Background: The surgical indications and management of posterior fossa arachnoid cysts (AC) are still controversial. Different surgical techniques and management have already been suggested for arachnoid cysts of the posterior fossa. AC involving the posterior fossa and especially the cerebellopontine angle may carry a high surgical morbidity because of the involvement of important neurovascular structures (e.g., brain stem and cranial nerves). Only long-term follow-up will determine the best surgical technique for such lesions.
Methods: Between 1990 and 1996 a total of 12 patients underwent surgery for arachnoid cysts involving the posterior fossa. In seven cases AC were located within the cerebellopontine angle (CPA), in three cases in the CPA with major extension dorsal to the brainstem, and in two cases at the CPA extending into the internal auditory canal.

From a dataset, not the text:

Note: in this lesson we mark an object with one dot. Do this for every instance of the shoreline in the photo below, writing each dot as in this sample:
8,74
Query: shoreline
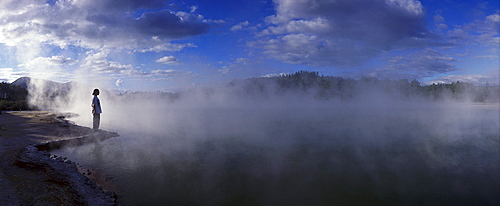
30,175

Results: A suboccipital retrosigmoid approach was performed in all patients. Radical resection of the cyst could be accomplished in all but one case. There was no mortality. Major postoperative morbidity was present in one case because of an intraoperative air embolism in the semisitting position and strong adherence of the cyst wall to the surrounding neurovascular structures. Long-term follow-up (mean, 3.3 years) revealed improvement of most preoperative symptoms.
Conclusion: Open surgery and radical removal of the AC located at the posterior fossa, based on our retrospective analysis, provide very good long-term postoperative results. The suboccipital approach provides a good and safe exposure of vascular structures and cranial nerves in the CPA and allows radical resection of the cyst, reducing the chance of recurrence.